Operating System Specification Mac OS X Mavericks (10.9) or higher / Windows 7 or higher
Compatibility BlackLight runs on Intel® based systems only
BlackLight requires the following additional software:
• iTunes 12.4 or higher
• QuickTime 7.6.9 or higher for Mac, and Windows Media Player 12 for Windows
Minimum Requirements • Mac OS X Mavericks (10.9) or Windows 7
• 2.6 GHz Intel Dual Core i5
• 8 GB 1067 MHz DDR3
• 25GB of Disk Space
• 1024 x 768 or higher screen resolution
Optimum Requirements • Mac OS X Yosemite (10.10.4) Windows® 10
• 3.1 GHz 6-Core Intel Xeon E5 or better
• 16 GB 1866 MHz DDR3
• 25GB of Disk Space
• 1680 x 1050 or higher screen resolution

*Note: For Windows systems, BlackLight uses whatever the default app may be for playing media files. Windows Media Player 12 is recommended. If Windows examiners do not have QuickTime installed and they wish to play certain file types such as .AMR files (voicemail, etc.) they will need to install some non-default codecs, following the instructions found here: http://shark007.net/win8codecs.html

The initial software license price for BlackLight is $3,400 USD (private sector) and $2,400 USD (government).
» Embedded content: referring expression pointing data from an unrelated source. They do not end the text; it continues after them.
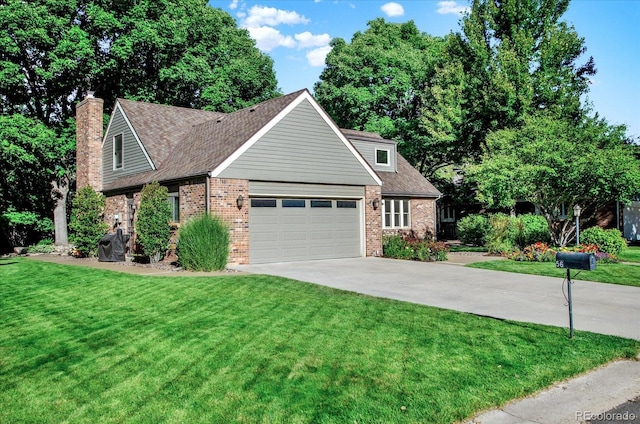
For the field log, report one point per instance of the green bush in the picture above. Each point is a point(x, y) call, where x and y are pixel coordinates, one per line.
point(24, 227)
point(532, 229)
point(153, 226)
point(43, 246)
point(87, 224)
point(395, 247)
point(503, 237)
point(203, 244)
point(608, 241)
point(410, 248)
point(473, 229)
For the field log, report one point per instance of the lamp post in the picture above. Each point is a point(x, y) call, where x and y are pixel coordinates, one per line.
point(576, 213)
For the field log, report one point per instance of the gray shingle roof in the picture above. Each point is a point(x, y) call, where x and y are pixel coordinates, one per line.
point(185, 143)
point(406, 181)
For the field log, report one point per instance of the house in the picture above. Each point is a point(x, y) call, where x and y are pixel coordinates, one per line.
point(290, 184)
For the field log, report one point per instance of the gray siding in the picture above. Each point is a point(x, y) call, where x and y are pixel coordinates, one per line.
point(300, 148)
point(133, 158)
point(368, 150)
point(259, 188)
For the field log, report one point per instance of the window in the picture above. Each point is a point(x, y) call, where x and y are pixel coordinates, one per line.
point(117, 151)
point(448, 214)
point(395, 213)
point(346, 204)
point(263, 203)
point(174, 202)
point(382, 157)
point(321, 204)
point(293, 203)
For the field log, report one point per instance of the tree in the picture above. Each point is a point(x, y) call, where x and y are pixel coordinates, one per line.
point(182, 53)
point(376, 83)
point(154, 215)
point(519, 58)
point(556, 164)
point(27, 153)
point(87, 223)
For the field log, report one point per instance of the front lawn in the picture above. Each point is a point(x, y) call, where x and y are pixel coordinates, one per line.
point(627, 275)
point(84, 345)
point(631, 254)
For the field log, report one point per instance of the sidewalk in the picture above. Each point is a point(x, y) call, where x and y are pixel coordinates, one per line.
point(580, 400)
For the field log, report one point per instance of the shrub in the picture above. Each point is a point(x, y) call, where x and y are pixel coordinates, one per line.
point(608, 241)
point(24, 227)
point(87, 224)
point(153, 225)
point(504, 233)
point(43, 246)
point(408, 247)
point(203, 244)
point(395, 247)
point(537, 252)
point(532, 229)
point(473, 229)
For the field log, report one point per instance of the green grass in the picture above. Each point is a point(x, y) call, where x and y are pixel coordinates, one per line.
point(631, 254)
point(85, 345)
point(627, 275)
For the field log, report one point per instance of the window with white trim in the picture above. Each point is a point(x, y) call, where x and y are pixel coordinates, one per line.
point(382, 156)
point(117, 152)
point(395, 213)
point(174, 203)
point(447, 214)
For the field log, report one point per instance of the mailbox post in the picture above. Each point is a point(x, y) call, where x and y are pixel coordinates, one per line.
point(576, 212)
point(581, 261)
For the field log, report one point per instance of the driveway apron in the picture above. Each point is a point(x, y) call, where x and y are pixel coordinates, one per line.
point(600, 308)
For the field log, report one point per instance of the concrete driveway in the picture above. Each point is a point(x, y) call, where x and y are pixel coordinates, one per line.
point(597, 307)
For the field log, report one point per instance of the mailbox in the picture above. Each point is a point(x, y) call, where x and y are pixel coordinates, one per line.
point(584, 261)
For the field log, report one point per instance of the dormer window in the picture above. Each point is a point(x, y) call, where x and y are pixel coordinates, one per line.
point(382, 157)
point(117, 151)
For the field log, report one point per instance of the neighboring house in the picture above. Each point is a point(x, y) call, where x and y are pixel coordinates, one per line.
point(289, 183)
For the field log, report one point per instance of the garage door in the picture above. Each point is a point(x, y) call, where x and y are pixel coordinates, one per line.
point(298, 229)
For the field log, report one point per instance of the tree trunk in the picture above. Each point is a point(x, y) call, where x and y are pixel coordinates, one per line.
point(59, 193)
This entitles license holders to all BlackLight software updates at no additional cost for one year. After the one-year license period has expired, customers may purchase a license subscription for $1200 (private sector) and $850 (government) per year to continue receiving all BlackLight software updates at no additional cost during the one-year subscription period.


InitialRenewal
Private Sector $3,400 $1200
Government $2,400 $850


There is no software functionality or customer support penalty if a customer does not renew their BlackLight license subscription. Our BlackLight software remains fully functional, and we continue to provide unlimited technical support to our customers even after a BlackLight license expires. However, customers no longer receive all BlackLight software updates at no additional cost once their license expires.